Litzmann und Schwaderlappen zimmern aus der Sache Lehman(n) ihr eigenes Bonner Weltgebäude. Wie jedes Jahr geraten die Vorstandswahl und die Verabschiedung des Rechenschaftsberichts zur Farce. Der FKK-Rhenania-Vorstand hat die Vereinseinnahmen in Leergutscheinen auf dem Weltfinanzmarkt investiert („bei Herrn Lehman“). Trotz Flaschenpfand-Pfändungstitel ergibt sich buchhalterisch eine Lücke von 35 Millionen Flaschen oder 21 Millionen Litern geistiger Getränke. Damit alles ins Lot kommt, führt Litzmann eine Spendenquittung der Lehman Brothers über 2,45 Millionen Euro ins Feld (das Geld ist futsch), sowie eine weitere von Papst Pius XII., gezeichnet i. A. Litzmann. (Wenn der KfW-Vorstand nichts vom Bankrott der Lehman Brothers Holdings Inc. gewusst habe, müsse er auch nicht vom Verscheiden jenes Papstes Pius Kenntnis genommen haben und habe die Spende ergo in bestem Wissen und Gewissen getätigt.) Gernot Voltz in der Rolle als Herr Heuser vom Finanzamt taucht wie jede Session auf, um die Bücher zu prüfen. Inzwischen aber hat er, in seinem beamtischen Pflichtbewusstsein, durch die Amoral von Regierenden und Finanzmanagern weniger erschüttert als in gerechte Raserei getrieben, gleichsam die Seiten gewechselt und sucht nach Lösungen für seine Klientel. Er schlägt vor, dass die FKK Rhenania sich unter die Schirmherrschaft von Angela Merkel begebe, nämlich als Zulieferer der Not leidenden Autoindustrie. Wer heute noch einen der Sprit fressenden Oberklassewagen deutscher Hersteller fahre, brauche vor allem eines: Humor. Der FKK Rhenania aber sei „der größte Humor-Lieferant im Rheinland“ und verdiene folglich, von der Regierung finanziell am Leben erhalten zu werden.
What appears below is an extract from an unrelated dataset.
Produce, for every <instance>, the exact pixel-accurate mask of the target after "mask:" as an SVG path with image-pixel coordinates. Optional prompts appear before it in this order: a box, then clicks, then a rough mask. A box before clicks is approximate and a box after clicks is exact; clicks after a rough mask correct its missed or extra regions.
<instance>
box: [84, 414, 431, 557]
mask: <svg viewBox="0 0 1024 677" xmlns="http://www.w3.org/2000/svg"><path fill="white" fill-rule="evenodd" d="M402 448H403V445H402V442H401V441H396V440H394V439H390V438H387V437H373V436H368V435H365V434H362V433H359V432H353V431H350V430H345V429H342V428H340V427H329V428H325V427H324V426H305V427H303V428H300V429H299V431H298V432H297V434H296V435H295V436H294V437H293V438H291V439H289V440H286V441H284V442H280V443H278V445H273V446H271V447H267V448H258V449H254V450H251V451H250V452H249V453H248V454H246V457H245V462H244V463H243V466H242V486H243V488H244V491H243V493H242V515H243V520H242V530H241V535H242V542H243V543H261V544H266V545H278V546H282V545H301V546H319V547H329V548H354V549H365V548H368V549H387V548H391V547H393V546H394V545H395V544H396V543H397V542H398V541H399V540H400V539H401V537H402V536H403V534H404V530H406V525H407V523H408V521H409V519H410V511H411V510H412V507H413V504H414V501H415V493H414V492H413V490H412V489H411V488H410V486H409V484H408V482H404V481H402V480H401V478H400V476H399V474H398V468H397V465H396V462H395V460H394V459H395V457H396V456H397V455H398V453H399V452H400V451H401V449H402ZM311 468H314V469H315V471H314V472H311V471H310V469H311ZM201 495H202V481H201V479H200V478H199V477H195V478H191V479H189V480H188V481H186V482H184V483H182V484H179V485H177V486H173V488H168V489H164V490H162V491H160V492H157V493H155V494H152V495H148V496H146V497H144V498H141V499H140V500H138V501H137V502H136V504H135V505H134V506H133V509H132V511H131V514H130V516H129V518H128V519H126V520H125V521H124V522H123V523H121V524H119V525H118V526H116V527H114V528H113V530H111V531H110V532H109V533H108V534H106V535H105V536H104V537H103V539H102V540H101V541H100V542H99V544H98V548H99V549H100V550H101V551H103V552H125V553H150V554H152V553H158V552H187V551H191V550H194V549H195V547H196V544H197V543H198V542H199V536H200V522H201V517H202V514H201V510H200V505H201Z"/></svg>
Herr Heuser, der brave Finanzbeamte in der immergleichen beigefarbenen Windjacke und mit Traveller-Hütchen, seinen Aktentrolley hinter sich herziehend, hat die Schnauze voll. Herr Heuser übt Systemkritik und gibt den Bürgern im Saal mit auf den Weg: „Wenn Sie das Porsche-Cabrio von Herrn Ackermann sehen, kotzen Sie ruhig mal rein!“
Um alle großartig-bösartigen Spitzen der diesjährigen Stunksitzung zu erwähnen, dazu ist hier leider nicht der Raum. Von der Piratenfilm-Parodie Der rote Oskar, in der die deutsche Parteienlandschaft aufs Korn genommen wird, über „Viva Fastelovend“, eine überdrehte Satire, in der Doris Dietzold als Moderatorin Gülcan Kamps die zwei roten Funken Jupp und Rudi interviewt, den Song „Die Kinder vom Bofrost-Mann“, eine Cover-Version von Köbes Underground auf Dusty Springfields „Son of a Preacher Man“, den rasanten Auftritt von Didi Jünemann als gegen „Honig-Aufguss-Pussies“ und Wellness-Verweichlichungswahn wütendem Bademeister der alten Schule („hart, siffig, verchlort“), die makabre „Free-Tibet-Kür“ der deutschen Synchronschwimmerinnen, die während der Olympiade in Peking angeblich nicht gezeigt werden durfte, bis zur genial-virtuosen Nummer „Gekippte Kamera“, bei der die akrobatischen Aktionen, die Ozan Akhan und Günther Ottemeier auf der Bühne vollführten, zeitgleich um 90 Grad gedreht auf eine Leinwand projiziert wurden, bot die Stunksitzung 2009 ein Feuerwerk an politischer Satire, Poesie, musikalischen und choreografischen Höhepunkten und riss das Publikum mehrfach zu Standing Ovations hin. Die Stimmung in Bonn war etwas verhaltener, aber schließlich ist Pink Punk Pantheon auch kein Sitzungskarneval, sondern eine boshafte, geistreiche Revue, die den Traditionskarneval wie die Befindlichkeiten am ehemaligen Regierungssitz und im Rheinland überhaupt mit seismografischem Feingefühl aufs Korn nimmt. Zum Schluss sei noch ein Wort an den Rezensenten der „Frankfurter Allgemeinen Zeitung“ erlaubt, der die Pink-Punk-Pantheon-Revue im Feuilleton besprach: Die Service-Kräfte im Pantheon, immer auf der Flucht vor dem Bützchen-heischenden Litzmann, sind nicht auf 1-Euro-Basis beschäftigt, wie in der FAZ gemutmaßt wurde, sondern verdienen vom Pantheon erwirtschafteten Lohn für ihre harte Arbeit. „Auf 1-Euro-Basis arbeiten und dann auch noch die Nachstellungen eines Fritz Litzmann aushalten? Das würde keiner machen“, teilte die Pressestelle des Pantheon auf Nachfrage mit.